Diff to add ARMv6L to Target parser

Hi all.

I’ve been working with Swift on ARMv6 and v7. While working with ARMv6 on linux, I noticed that my arm architecture canonicalization code didn’t produce the expected result. The code that I had been using (within Swift’s Driver.cpp the following:

static llvm::Triple computeTargetTriple(StringRef DefaultTargetTriple) {
  llvm::Triple triple = llvm::Triple(DefaultTargetTriple);

  // Canonicalization of all armv6 sub architectures to armv6
  if (triple.getArch() == llvm::Triple::ArchType::arm) {
    if (triple.getSubArch() == llvm::Triple::SubArchType::ARMSubArch_v6 ||
        triple.getSubArch() == llvm::Triple::SubArchType::ARMSubArch_v6m ||
        triple.getSubArch() == llvm::Triple::SubArchType::ARMSubArch_v6k ||
        triple.getSubArch() == llvm::Triple::SubArchType::ARMSubArch_v6t2) {
      triple.setArchName("armv6");
    }
  }

  // Canonicalization of all armv7 sub architectures to armv7
  if (triple.getArch() == llvm::Triple::ArchType::arm) {
    if (triple.getSubArch() == llvm::Triple::SubArchType::ARMSubArch_v7 ||
        triple.getSubArch() == llvm::Triple::SubArchType::ARMSubArch_v7em ||
        triple.getSubArch() == llvm::Triple::SubArchType::ARMSubArch_v7m ||
        triple.getSubArch() == llvm::Triple::SubArchType::ARMSubArch_v7s ||
        triple.getSubArch() == llvm::Triple::SubArchType::ARMSubArch_v7k) {
      triple.setArchName("armv7");
    }
  }

  return triple;
}
However, because the DefaultTargetTriple is armv6l-unknown-linux-gnueabihf, and llvm didn’t know about v6l, it would fail to match and canonicalize to armv6. I added the notion of v6l to llvm to address this.

Thoughts/comments?
- Will

llvm-diff.txt (1.11 KB)

Hi Will,

ARMv6l was definitely there once. I'm not sure what happened.

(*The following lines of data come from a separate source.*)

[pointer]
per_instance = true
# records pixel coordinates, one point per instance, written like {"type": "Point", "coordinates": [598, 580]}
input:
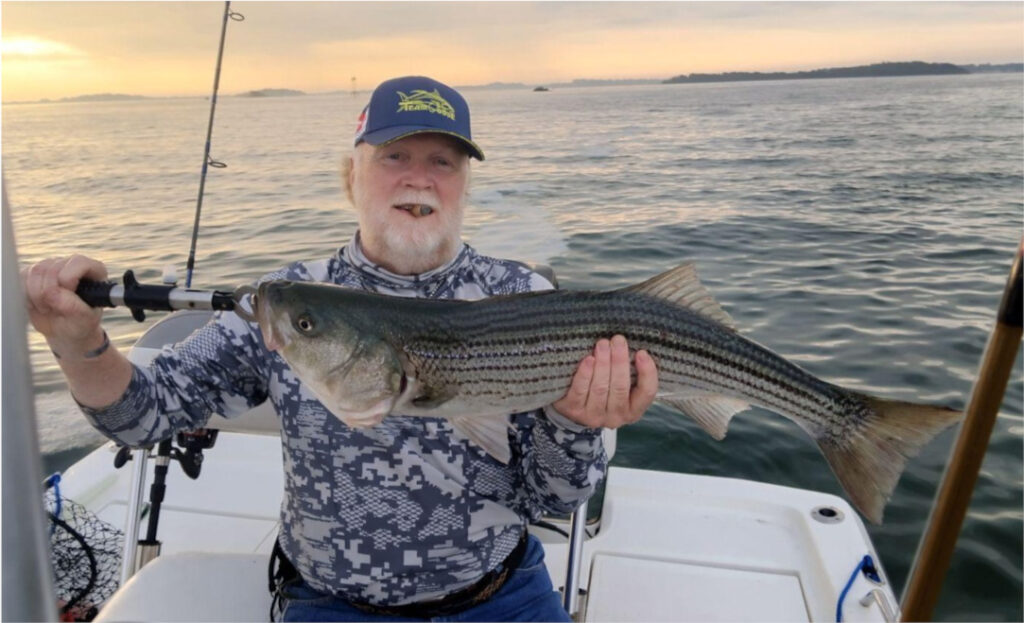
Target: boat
{"type": "Point", "coordinates": [664, 546]}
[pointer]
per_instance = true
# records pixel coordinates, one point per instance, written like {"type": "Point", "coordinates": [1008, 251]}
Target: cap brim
{"type": "Point", "coordinates": [386, 135]}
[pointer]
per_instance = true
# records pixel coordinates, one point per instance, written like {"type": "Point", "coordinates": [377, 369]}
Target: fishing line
{"type": "Point", "coordinates": [207, 161]}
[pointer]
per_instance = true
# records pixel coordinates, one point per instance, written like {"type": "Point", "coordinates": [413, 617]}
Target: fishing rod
{"type": "Point", "coordinates": [137, 298]}
{"type": "Point", "coordinates": [935, 550]}
{"type": "Point", "coordinates": [140, 298]}
{"type": "Point", "coordinates": [207, 161]}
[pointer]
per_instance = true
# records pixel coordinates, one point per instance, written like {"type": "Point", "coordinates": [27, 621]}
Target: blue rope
{"type": "Point", "coordinates": [54, 482]}
{"type": "Point", "coordinates": [866, 566]}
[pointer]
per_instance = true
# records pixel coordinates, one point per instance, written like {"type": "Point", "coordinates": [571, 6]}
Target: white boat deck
{"type": "Point", "coordinates": [669, 547]}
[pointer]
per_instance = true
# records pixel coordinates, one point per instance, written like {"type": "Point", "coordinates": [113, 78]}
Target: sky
{"type": "Point", "coordinates": [61, 49]}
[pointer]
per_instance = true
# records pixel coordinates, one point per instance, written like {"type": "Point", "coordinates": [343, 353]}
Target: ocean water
{"type": "Point", "coordinates": [861, 227]}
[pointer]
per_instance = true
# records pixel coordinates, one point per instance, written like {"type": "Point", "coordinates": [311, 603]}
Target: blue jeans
{"type": "Point", "coordinates": [526, 595]}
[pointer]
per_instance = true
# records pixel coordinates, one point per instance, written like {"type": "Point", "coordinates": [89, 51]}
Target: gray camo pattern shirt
{"type": "Point", "coordinates": [404, 511]}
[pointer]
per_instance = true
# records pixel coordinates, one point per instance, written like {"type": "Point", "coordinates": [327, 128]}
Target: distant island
{"type": "Point", "coordinates": [270, 93]}
{"type": "Point", "coordinates": [988, 68]}
{"type": "Point", "coordinates": [915, 68]}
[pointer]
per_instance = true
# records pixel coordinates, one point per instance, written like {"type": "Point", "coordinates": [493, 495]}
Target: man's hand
{"type": "Point", "coordinates": [97, 374]}
{"type": "Point", "coordinates": [601, 395]}
{"type": "Point", "coordinates": [67, 322]}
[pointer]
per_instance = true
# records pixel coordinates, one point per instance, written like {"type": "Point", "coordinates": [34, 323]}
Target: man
{"type": "Point", "coordinates": [406, 520]}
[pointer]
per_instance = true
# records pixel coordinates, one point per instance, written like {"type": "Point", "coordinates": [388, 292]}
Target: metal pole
{"type": "Point", "coordinates": [135, 497]}
{"type": "Point", "coordinates": [28, 577]}
{"type": "Point", "coordinates": [578, 534]}
{"type": "Point", "coordinates": [206, 152]}
{"type": "Point", "coordinates": [936, 548]}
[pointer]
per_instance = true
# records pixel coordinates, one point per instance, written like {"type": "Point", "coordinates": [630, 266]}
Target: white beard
{"type": "Point", "coordinates": [406, 244]}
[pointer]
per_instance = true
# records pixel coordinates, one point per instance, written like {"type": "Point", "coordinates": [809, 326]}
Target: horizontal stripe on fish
{"type": "Point", "coordinates": [367, 355]}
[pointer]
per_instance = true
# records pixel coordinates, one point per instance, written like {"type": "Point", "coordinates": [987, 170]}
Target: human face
{"type": "Point", "coordinates": [410, 197]}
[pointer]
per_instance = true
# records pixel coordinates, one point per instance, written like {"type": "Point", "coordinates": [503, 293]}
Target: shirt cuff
{"type": "Point", "coordinates": [563, 422]}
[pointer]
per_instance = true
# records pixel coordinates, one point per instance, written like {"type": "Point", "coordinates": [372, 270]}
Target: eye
{"type": "Point", "coordinates": [304, 324]}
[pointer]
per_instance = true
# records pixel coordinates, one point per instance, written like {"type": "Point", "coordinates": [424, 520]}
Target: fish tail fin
{"type": "Point", "coordinates": [869, 462]}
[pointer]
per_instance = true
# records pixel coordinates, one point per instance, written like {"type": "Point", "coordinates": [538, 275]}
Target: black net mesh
{"type": "Point", "coordinates": [86, 555]}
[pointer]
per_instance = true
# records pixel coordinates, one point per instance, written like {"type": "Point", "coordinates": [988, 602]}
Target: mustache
{"type": "Point", "coordinates": [414, 197]}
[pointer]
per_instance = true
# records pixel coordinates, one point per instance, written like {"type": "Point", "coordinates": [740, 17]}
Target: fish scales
{"type": "Point", "coordinates": [555, 332]}
{"type": "Point", "coordinates": [366, 356]}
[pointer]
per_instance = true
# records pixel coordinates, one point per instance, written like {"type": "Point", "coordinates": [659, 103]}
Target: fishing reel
{"type": "Point", "coordinates": [189, 455]}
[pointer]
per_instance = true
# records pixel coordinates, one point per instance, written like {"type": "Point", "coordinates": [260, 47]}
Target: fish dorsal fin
{"type": "Point", "coordinates": [488, 432]}
{"type": "Point", "coordinates": [712, 412]}
{"type": "Point", "coordinates": [681, 286]}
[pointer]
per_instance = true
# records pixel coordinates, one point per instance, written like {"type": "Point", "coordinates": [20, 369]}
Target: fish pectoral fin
{"type": "Point", "coordinates": [712, 412]}
{"type": "Point", "coordinates": [488, 432]}
{"type": "Point", "coordinates": [681, 286]}
{"type": "Point", "coordinates": [431, 398]}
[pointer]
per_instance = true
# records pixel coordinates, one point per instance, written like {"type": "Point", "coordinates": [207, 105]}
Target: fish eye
{"type": "Point", "coordinates": [304, 324]}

I'm copying the ARM folks that did most of the recent changes in hope
they can shed some light.

cheers,
--renato

However, because the DefaultTargetTriple is armv6l-unknown-linux-gnueabihf,
and llvm didn’t know about v6l, it would fail to match and canonicalize to armv6.
I added the notion of v6l to llvm to address this.

ARMv6l was definitely there once. I'm not sure what happened.

I'm copying the ARM folks that did most of the recent changes in hope they can
shed some light.

Going back through SVN history, I cannot find any evidence that ARMv6L ever existed.

There used to be ARMv6HL, until r252903 changed it from an architecture variant into an alias for ARMv6K; i.e. ARMv6HL can still be used in a target triple.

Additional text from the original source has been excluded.